18 April 2017

Nigeria Out of Recession, World Economics Declares

Photo: This Day
Lagos, Nigeria.

After a few quarters of negative growth that saw the death of businesses, the Nigerian economy is out of recession, but "conditions remain difficult for businesses," World Economics said Tuesday.

World Economics is a London-based organisation dedicated to producing financial analysis, insight and data relating to questions of key importance to the world economy.

"April Sales Managers' Index (SMI) data suggests that the Nigerian economy is continuing to grow out of the recession which saw 10 months of consecutive contraction in 2016," it said in a release published on its website.

"The Market Growth Index grew to 58.5 in April as the monthly Sales Growth Index ticked up to 56.7, its highest value since 2015 and representative of rapid growth. Price inflation for April, which is tracked by the Prices Charged Index, remained high at 58.7 - indicative of high levels of inflation - however, a slowing trend has developed for the past 9 months.

Nigeria's economy receded at the end of Q2 in 2016 after falling oil prices ate deep into the country's earnings and caused the naira to weaken thereby causing inflation to spiral upward. Spates of attacks on oil installations in the Niger Delta by militants, who were protesting for better deals from the government, almost crippled oil production.

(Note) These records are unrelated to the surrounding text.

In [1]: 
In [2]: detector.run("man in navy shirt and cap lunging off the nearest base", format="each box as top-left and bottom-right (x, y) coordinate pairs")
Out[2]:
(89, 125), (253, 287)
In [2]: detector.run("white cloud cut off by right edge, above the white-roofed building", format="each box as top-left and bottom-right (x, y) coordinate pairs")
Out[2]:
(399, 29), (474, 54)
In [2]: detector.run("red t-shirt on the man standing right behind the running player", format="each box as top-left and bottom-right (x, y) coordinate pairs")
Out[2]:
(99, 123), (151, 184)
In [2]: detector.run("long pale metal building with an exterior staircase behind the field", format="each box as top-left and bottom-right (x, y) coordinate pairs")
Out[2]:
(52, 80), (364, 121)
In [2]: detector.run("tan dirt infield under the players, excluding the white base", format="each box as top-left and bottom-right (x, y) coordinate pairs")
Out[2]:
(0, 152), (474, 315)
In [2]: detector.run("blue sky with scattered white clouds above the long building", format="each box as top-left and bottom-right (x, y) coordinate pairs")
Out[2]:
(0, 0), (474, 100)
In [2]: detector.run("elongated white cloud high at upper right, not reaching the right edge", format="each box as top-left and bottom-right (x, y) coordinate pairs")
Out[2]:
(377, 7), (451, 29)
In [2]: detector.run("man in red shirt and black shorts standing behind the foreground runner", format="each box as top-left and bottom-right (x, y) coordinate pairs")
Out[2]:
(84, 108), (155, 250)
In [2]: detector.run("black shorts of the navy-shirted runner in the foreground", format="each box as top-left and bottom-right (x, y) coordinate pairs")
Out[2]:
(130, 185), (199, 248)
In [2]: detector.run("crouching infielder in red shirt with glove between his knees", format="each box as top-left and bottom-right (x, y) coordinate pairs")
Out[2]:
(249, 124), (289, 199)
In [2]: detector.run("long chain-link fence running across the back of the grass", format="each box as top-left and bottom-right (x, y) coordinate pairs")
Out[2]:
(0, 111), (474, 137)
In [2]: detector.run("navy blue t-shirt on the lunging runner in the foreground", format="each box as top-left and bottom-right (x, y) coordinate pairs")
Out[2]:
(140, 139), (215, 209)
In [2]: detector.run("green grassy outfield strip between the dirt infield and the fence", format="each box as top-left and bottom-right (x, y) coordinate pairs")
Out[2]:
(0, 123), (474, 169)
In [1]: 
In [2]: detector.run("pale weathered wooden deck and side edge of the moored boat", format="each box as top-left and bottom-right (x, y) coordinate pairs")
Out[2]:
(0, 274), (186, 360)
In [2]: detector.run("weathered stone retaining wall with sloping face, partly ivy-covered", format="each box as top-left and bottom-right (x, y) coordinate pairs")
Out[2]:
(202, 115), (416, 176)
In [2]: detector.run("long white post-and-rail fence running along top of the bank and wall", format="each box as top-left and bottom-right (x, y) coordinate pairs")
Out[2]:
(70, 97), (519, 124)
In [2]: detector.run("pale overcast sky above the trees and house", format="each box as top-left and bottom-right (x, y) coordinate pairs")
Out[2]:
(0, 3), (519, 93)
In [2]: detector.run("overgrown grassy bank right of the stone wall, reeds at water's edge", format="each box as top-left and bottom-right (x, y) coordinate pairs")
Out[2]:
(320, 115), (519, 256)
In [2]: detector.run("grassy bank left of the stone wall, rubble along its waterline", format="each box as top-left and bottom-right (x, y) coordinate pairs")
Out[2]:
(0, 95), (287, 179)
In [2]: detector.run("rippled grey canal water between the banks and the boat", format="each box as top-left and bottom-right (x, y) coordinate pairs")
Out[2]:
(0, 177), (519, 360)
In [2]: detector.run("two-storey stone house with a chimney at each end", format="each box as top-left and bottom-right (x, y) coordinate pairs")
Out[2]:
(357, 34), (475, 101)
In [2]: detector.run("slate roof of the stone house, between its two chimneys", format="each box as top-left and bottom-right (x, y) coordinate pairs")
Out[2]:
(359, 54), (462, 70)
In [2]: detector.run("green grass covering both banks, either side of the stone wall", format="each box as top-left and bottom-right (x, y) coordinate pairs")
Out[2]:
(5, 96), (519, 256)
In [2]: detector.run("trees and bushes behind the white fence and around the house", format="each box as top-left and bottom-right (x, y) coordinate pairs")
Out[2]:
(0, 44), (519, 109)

But the government's recent engagements in the oil-rich region, spearheaded by Vice President Yemi Osinbajo, has seen attacks on oil facilities petered out, at least, for now.

Last Thursday, National Bureau of Statistics (NBS) said the inflation rate dropped by 0.52 percent in March to close at 17.26 percent, the second decline recorded in two months.

"This is the second consecutive month of a decline in the headline CPI on a year-on-year basis," NBS said in its report.

"It represents the effects of stabilising prices in already high food and non-food prices as well as favourable base effects over 2016 prices."

But World Economics noted that there are still issues the economy handlers need to fix before it can be out of the woods.

"Panellists have explained that although conditions remain difficult for businesses, they are adapting to the challenges and the recent changes to the Naira's FX rate are aiding sales transactions."

Overall, conditions in Nigeria have improved further over the past month and managers are expressing renewed optimism that the economy will continue to grow and regain strength after the recession.